Ch'in Chia (秦嘉; courtesy name: Shih-hui), also known as Qin Jia (c. first century BC – first century AD), was a Chinese poet of the Eastern Han dynasty.

== Name ==

The word "Ch'in Chia" means all relations who bear a different family name.

== Life ==

Ch'in Chia came from Lunghsi. He lived during the Eastern Han dynasty, and was a civil servant.

=== Separation from his wife ===

He was married to Hsu Shu, who was also a poet. They had a very harmonious relationship.

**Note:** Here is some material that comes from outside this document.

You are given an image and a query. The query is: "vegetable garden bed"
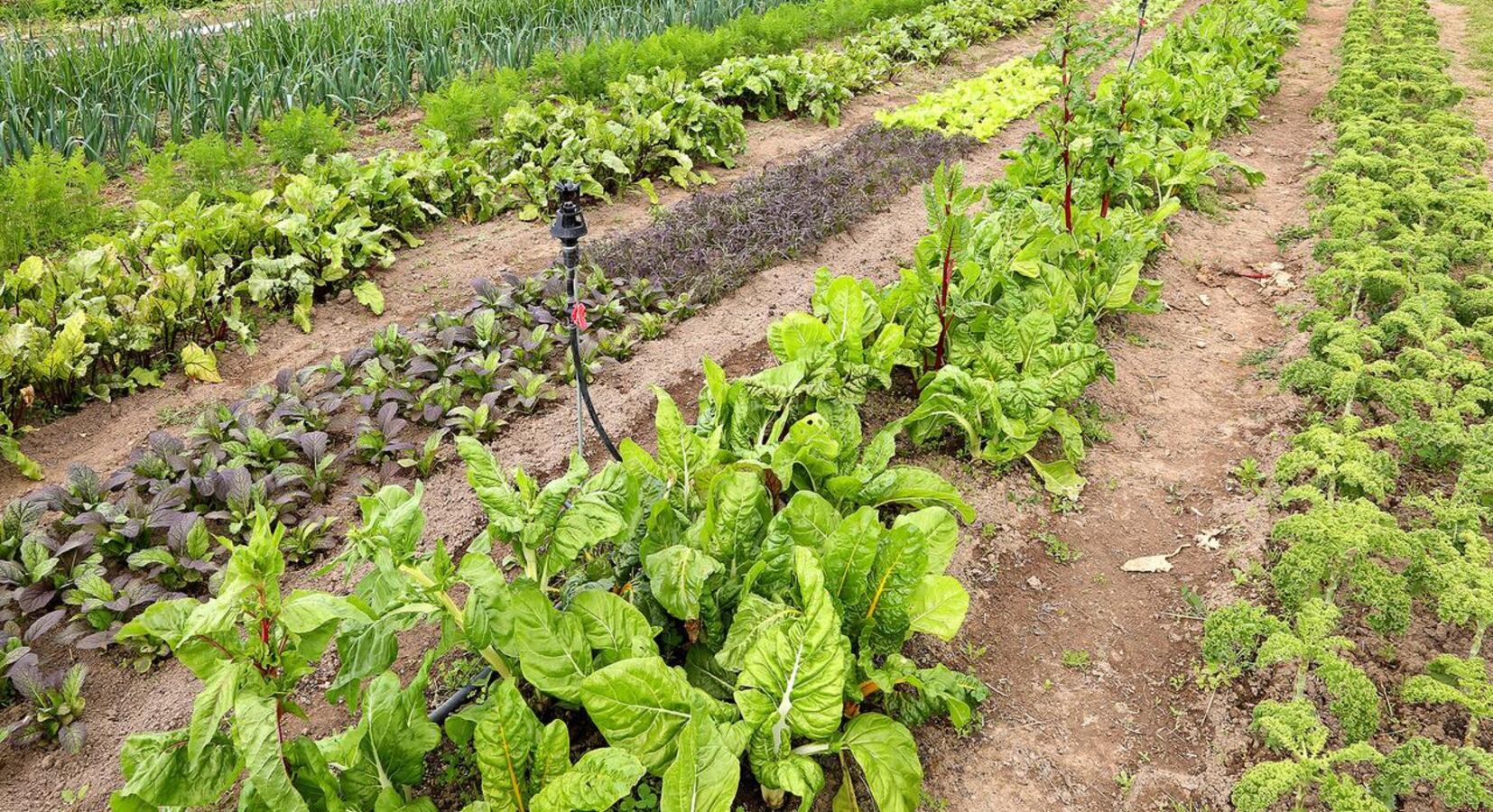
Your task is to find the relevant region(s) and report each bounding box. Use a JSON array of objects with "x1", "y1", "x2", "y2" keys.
[{"x1": 0, "y1": 0, "x2": 1490, "y2": 812}]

When Ch'in Chia was promoted to the post of commandery supervisor at the capital (Luoyang), and summoned to take up an appointment there, his wife fell ill and had to stay at home with her parents. He was therefore unable to say goodbye to her personally, and sent her a series of three poems instead, entitled "Poems for My Wife".

Hsu Shu, in her turn, responded by sending him poems of her own, maintaining a loving correspondence, of which the following is a sample:

"One separation breeds ten thousand regrets."
— — Ch'in Chia (c.150 BC)

Alas! I wish I were your shadow and
Never to be separated from your dear self.
I still hope you will enjoy the capital
And do not feel too unhappy for my sake.

== Poetry ==

Ch'in Chia's first poem to his wife expresses his sorrow at their separation, and longing for reunion:

Mindful that I had soon to leave on service,
Farther and farther away from you every day,
I sent a carriage to bring you back;
But it went empty, and empty it returned.
I read your letter with feelings of distress;
At meals I cannot eat;
And I sit alone in this desolate chamber.
Who is there to solace and encourage me?
Through the long nights I cannot sleep,
And solitary I lie prostrate on my pillow, tossing and turning.
Sorrow comes as in a circle
And cannot be rolled up like a mat.

== Legacy and influence ==

A 1968 edition of China Today explains that "Ch'in Chia and his wife Hsui Shu are supposed to be a couple of constant and profound lovers and therefore have often been referred to as such in subsequent ages by people when they laud wedded bliss."

Anne Birrell, in Games Poets Play, stated: "Ch'in Chia's expression of helpless melancholy and graceful, gallant compliments influenced the development of poems on conjugal love."